If you'd like to read the full story, be sure to click on the story headline.
CDC gives 'OK' to begin inoculations of Moderna COVID-19 vaccine, shots could start Monday morning
The Centers for Disease Control and Prevention have given the green light to begin administering the Moderna COVID-19 vaccine to Americans age 18 and older. Inoculations using Moderna’s version of the vaccine could begin Monday morning. This is the second vaccine to combat the surging coronavirus approved first by the FDA and then the CDC this month.

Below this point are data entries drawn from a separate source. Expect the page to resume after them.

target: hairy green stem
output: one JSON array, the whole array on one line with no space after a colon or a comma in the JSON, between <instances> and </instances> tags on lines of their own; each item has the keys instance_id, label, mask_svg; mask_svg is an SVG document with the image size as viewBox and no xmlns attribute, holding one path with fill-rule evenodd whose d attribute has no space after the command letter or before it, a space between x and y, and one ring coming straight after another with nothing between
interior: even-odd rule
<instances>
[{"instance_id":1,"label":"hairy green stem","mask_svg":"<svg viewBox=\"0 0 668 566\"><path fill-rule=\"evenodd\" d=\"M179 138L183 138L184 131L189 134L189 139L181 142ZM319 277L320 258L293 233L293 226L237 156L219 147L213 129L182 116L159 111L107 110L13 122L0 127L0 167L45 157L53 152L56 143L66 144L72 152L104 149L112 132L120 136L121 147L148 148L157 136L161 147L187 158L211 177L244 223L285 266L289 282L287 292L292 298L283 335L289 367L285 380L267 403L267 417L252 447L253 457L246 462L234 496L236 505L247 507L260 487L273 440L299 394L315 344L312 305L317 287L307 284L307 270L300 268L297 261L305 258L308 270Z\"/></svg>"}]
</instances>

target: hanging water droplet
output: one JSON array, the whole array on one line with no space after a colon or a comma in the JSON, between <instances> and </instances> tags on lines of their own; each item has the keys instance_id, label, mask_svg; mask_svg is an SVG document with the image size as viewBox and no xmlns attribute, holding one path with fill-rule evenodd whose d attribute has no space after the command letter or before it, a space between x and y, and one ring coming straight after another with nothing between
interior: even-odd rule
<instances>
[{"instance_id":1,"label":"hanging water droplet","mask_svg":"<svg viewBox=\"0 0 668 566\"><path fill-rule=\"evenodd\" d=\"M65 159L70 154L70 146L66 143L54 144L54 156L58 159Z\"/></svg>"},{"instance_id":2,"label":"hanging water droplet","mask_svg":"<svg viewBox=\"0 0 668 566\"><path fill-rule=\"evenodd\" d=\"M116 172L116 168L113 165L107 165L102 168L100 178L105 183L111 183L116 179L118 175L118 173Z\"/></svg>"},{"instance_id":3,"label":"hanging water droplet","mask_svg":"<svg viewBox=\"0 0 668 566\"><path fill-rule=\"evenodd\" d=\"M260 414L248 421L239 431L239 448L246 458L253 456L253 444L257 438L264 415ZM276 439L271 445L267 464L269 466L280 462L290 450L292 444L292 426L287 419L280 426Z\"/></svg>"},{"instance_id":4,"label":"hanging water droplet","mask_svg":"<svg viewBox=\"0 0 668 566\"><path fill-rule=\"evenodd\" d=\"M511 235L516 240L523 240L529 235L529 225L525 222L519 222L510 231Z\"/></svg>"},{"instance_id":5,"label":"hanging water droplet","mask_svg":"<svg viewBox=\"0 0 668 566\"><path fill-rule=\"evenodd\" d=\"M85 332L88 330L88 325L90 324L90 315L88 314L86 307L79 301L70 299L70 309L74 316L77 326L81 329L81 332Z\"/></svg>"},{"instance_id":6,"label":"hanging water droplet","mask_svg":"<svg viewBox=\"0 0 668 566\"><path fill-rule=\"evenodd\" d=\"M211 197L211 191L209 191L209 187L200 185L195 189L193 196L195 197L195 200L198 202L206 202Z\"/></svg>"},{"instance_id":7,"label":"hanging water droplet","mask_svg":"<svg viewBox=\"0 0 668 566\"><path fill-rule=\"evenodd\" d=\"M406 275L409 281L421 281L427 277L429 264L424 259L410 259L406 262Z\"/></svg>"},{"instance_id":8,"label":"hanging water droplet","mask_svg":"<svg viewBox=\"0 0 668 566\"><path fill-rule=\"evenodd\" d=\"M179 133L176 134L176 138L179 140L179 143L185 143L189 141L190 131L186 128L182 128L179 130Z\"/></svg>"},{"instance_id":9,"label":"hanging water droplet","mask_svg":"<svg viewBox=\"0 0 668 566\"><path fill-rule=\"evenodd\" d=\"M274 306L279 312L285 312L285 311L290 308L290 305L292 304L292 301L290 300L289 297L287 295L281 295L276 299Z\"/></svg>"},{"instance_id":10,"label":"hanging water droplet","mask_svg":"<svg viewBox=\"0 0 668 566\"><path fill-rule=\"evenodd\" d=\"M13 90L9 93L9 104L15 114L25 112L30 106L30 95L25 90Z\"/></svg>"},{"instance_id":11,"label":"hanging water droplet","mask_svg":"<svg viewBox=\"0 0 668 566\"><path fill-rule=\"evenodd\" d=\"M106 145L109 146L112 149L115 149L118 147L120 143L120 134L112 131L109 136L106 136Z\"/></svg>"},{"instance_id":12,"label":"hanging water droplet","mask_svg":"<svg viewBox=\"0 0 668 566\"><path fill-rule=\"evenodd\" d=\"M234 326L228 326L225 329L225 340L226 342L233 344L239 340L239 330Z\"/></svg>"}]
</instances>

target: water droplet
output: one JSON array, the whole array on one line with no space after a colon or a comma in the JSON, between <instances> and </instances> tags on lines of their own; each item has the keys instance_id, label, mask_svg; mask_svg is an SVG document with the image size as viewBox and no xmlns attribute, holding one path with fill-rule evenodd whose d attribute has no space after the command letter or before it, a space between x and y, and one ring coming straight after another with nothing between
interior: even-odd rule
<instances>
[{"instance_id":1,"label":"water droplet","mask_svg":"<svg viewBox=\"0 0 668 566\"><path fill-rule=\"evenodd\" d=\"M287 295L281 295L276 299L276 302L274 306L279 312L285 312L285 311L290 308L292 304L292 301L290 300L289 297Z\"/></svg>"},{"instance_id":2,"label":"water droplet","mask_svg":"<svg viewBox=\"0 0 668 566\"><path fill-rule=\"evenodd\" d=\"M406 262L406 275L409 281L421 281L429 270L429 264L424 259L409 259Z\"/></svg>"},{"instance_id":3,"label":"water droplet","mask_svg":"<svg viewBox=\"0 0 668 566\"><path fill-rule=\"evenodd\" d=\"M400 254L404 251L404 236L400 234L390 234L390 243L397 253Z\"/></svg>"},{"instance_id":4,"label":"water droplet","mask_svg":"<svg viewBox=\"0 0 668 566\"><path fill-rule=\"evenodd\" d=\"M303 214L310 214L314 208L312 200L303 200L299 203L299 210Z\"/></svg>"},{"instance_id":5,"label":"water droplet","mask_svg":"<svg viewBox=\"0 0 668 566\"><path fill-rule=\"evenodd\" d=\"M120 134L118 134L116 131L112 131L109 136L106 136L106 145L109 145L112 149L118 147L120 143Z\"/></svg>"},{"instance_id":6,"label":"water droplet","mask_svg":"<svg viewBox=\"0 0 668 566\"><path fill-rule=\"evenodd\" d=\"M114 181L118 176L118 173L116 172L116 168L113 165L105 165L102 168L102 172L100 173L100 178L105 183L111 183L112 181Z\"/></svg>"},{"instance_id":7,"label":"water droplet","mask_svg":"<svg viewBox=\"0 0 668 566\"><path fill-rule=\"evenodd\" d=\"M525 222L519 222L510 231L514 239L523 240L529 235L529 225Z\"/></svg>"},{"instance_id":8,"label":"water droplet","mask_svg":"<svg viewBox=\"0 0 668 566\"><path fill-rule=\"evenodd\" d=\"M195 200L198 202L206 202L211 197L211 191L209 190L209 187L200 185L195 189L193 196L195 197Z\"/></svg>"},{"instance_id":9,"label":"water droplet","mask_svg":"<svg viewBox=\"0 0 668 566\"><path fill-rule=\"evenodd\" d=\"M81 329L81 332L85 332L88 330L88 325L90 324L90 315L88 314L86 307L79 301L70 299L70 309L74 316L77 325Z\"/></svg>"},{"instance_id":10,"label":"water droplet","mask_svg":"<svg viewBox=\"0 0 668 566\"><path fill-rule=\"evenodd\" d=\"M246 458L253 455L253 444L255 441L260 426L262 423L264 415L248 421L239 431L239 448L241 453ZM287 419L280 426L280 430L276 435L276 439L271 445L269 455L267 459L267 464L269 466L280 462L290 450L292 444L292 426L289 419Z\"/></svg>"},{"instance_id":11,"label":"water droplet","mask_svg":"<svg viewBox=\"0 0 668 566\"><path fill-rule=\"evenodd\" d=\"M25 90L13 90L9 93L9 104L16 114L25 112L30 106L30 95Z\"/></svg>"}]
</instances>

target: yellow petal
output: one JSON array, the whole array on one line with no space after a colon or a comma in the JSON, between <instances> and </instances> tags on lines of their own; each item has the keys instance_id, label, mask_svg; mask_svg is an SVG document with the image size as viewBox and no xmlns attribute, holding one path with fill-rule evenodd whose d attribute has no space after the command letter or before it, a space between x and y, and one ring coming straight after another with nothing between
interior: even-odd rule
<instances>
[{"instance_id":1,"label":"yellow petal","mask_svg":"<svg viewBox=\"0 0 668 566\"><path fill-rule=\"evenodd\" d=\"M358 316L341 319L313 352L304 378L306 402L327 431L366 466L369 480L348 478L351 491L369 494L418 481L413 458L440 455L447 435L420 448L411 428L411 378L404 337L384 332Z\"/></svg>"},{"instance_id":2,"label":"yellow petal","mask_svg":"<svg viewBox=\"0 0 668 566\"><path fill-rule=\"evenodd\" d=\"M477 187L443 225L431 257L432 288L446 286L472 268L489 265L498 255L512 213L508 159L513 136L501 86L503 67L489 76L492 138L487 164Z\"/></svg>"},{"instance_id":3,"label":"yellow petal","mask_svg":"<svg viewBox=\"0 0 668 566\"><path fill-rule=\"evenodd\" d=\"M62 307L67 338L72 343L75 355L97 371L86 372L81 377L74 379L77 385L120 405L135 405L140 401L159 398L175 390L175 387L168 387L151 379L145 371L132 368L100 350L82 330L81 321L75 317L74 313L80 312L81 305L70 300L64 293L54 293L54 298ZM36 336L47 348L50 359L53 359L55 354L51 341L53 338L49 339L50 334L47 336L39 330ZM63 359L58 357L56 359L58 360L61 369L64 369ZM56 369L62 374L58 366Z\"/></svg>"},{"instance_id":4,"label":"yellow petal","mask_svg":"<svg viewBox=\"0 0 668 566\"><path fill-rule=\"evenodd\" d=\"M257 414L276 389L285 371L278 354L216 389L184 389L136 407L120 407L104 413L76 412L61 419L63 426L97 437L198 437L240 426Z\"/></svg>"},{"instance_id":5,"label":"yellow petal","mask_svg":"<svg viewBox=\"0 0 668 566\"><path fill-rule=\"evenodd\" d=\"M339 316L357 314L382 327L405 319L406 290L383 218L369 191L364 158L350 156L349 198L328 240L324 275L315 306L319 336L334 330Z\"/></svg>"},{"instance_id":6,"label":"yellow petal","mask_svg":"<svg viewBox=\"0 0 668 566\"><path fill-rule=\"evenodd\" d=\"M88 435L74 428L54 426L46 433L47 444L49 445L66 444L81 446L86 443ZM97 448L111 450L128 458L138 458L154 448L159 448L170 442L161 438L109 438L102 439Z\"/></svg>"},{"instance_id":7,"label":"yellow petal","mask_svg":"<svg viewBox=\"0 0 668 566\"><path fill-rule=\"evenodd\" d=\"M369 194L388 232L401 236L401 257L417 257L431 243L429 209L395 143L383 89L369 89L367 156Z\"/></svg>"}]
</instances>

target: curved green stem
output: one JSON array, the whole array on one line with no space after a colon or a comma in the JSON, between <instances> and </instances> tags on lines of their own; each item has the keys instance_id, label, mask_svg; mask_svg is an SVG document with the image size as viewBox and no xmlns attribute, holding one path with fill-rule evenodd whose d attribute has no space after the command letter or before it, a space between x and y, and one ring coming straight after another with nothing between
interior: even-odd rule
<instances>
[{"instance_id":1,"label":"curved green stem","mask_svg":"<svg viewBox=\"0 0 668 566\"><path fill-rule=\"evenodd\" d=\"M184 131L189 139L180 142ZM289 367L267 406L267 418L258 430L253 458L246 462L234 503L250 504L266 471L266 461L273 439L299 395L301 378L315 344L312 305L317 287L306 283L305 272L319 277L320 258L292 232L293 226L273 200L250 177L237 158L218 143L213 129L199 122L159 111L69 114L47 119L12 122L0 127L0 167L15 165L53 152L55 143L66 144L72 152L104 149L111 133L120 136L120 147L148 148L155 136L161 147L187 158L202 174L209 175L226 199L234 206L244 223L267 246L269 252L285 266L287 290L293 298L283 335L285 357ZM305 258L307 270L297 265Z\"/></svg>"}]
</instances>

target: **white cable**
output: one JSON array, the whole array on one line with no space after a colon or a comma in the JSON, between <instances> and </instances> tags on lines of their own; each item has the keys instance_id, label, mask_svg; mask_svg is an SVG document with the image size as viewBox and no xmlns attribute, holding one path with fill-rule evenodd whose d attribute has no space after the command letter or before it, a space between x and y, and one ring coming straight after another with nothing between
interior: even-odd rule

Congress reaches agreement on $900 billion COVID-19 relief package
Leaders in Congress say they have reached a deal on a $900 billion long-awaited COVID-19 relief package, according to multiple reports. The announcement comes Sunday evening, after months of negotiations. Exact details are not released yet. It is expected to include $300-a-week in supplemental jobless benefits, direct payments of $600 for individuals, more than $300 billion in small business loans and more than $80 billion for schools, as well as billions for help with vaccine distribution. Nothing is final, though, until the final language of the bill is released.
Warm and a little breezy for the first day of Winter!
It's the first day of winter and the start of Christmas week! Oddly enough, it'll feel a lot more like an early Spring day than the first day of Winter. We're going to have lighter winds today compared to Sunday, but it'll still be breezy in the mountains.
The Review & Preview: What southern Coloradans need to know this week
With so much information being announced daily about the COVID-19 pandemic, here is a review and preview of what is going on in southern Colorado as it pertains to the virus. Click the link above for a full breakdown of updates from the last week and what to look forward to this Christmas week from News5.
Colorado officials say avoiding Christmas spike key to hitting finish line on COVID-19 fight
State epidemiologist Dr. Rachel Herlihy said if Colorado avoids a COVID-19 spike from Christmas and New Year's Eve activity, the state is on track to see numbers similar to the spring in time for school to reopen in January. The latest state modeling data also projected Colorado could be back down to numbers similar to summer by mid-March if the downward trend continues. This is also when the state hopes to see population level protection from the vaccine, according to Herlihy.